O STF entendeu que a demora na criação da norma penal específica fere a proteção constitucional ao salário, prevista no inciso X do artigo 7º da Constituição. Atualmente, o não pagamento de salários é tratado na esfera trabalhista, mas não há previsão penal específica para esse tipo de conduta.
Congresso deve regulamentar crime no prazo estabelecido
O Supremo estabeleceu que a ausência de uma lei que tipifique a retenção dolosa de salário configura uma omissão inconstitucional. O relator do caso, ministro Dias Toffoli, destacou que o Congresso deixou de cumprir o dever constitucional de regulamentar o tema, mesmo após quase quatro décadas da promulgação da Constituição.
A decisão foi proferida na Ação Direta de Inconstitucionalidade por Omissão (ADO) 82, ajuizada para exigir a regulamentação da matéria. Para Toffoli, a falta de previsão penal específica prejudica o trabalhador e enfraquece a proteção ao salário garantida pela Constituição.
Retenção dolosa de salário não é apropriação indébita
Durante o julgamento, o Senado argumentou que a prática de retenção dolosa de salário poderia ser enquadrada como crime de apropriação indébita, previsto no artigo 168 do Código Penal. A pena para esse crime varia de um a quatro anos de prisão, além de multa.
O Supremo rejeitou essa interpretação. Para o relator, a apropriação indébita não se aplica ao caso porque o salário só se torna patrimônio do trabalhador após o pagamento. Antes disso, o valor ainda está sob posse do empregador.
Além disso, o Superior Tribunal de Justiça (STJ) já decidiu, no HC 177508, que o salário só integra o patrimônio do trabalhador quando é efetivamente pago. Por isso, o ministro Dias Toffoli ressaltou que é necessária uma tipificação penal própria para a retenção dolosa de salários.
Omissão legislativa é histórica
A omissão legislativa sobre a retenção dolosa de salário é antiga. Um dos primeiros projetos sobre o tema foi apresentado no Senado em 1989 pelo então senador Fernando Henrique Cardoso (PSDB/SP). A proposta previa as mesmas penalidades aplicadas à apropriação indébita.
O projeto chegou a tramitar na Câmara dos Deputados, mas ficou parado por mais de 30 anos e foi arquivado em 31 de janeiro de 2023 devido a mudanças regimentais. O arquivamento contribuiu para o reconhecimento da omissão legislativa pelo STF.
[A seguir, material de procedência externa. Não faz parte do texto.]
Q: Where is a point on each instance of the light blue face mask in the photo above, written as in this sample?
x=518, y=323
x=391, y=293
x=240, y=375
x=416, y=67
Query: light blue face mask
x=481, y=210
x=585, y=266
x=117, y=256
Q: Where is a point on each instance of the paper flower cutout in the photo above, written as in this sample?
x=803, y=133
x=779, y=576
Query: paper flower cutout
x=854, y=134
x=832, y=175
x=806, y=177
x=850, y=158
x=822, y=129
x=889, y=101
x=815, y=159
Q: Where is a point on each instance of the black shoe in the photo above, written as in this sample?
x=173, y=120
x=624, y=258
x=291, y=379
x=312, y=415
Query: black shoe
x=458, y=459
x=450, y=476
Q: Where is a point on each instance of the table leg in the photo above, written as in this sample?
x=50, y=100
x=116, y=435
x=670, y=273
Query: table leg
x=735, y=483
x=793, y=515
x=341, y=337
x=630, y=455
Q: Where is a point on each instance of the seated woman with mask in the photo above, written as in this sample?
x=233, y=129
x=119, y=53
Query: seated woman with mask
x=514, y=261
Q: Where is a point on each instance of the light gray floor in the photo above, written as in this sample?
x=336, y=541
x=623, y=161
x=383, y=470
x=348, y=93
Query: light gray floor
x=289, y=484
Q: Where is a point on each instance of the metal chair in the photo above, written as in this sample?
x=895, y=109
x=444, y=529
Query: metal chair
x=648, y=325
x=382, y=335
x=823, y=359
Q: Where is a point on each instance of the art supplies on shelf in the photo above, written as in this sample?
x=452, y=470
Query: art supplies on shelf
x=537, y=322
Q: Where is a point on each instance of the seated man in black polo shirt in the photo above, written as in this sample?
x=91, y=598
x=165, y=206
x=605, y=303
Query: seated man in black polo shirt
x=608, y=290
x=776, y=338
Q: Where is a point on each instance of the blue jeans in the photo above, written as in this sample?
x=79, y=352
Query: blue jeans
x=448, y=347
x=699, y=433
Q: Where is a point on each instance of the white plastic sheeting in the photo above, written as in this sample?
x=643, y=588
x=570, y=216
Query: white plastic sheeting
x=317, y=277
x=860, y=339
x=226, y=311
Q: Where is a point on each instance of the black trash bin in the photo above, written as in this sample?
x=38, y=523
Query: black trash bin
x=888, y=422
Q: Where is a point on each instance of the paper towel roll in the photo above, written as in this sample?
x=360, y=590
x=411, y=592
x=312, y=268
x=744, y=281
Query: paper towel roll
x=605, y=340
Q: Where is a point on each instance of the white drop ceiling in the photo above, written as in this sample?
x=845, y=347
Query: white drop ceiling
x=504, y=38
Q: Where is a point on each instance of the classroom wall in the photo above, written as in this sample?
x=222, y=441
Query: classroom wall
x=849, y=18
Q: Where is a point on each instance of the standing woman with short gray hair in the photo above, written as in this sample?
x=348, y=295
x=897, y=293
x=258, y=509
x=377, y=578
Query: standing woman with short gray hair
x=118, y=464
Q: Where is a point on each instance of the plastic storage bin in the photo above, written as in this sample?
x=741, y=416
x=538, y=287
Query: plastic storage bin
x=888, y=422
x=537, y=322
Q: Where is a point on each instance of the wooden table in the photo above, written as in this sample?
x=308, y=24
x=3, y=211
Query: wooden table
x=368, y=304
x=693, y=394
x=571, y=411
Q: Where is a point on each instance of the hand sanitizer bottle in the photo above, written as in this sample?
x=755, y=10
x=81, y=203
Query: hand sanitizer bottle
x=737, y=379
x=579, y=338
O ministro Toffoli destacou que a existência de projetos em tramitação não é suficiente para afastar a constatação da omissão, já que a Constituição exige a efetiva criação da lei penal.
Novo projeto de lei pode preencher lacuna
Após a decisão do STF, o deputado José Guimarães (PT/CE) apresentou o Projeto de Lei nº 2.565/2025, que busca criminalizar a retenção dolosa de salário. O projeto prevê pena de dois a cinco anos de prisão e multa para o empregador que, intencionalmente, deixar de pagar salários, remunerações ou benefícios dentro do prazo legal ou contratual.
O projeto ainda está em tramitação na Câmara e pode ser a solução para suprir a omissão identificada pelo Supremo. No entanto, especialistas alertam que há riscos de o Congresso não aprovar a nova lei dentro do prazo fixado.
STF pode prorrogar prazo ou pressionar Congresso
De acordo com o advogado trabalhista Jorge Matsumoto, sócio do Bichara Advogados, caso o Congresso não aprove a lei dentro dos 180 dias, o STF pode estender o prazo ou adotar medidas institucionais para pressionar o Legislativo.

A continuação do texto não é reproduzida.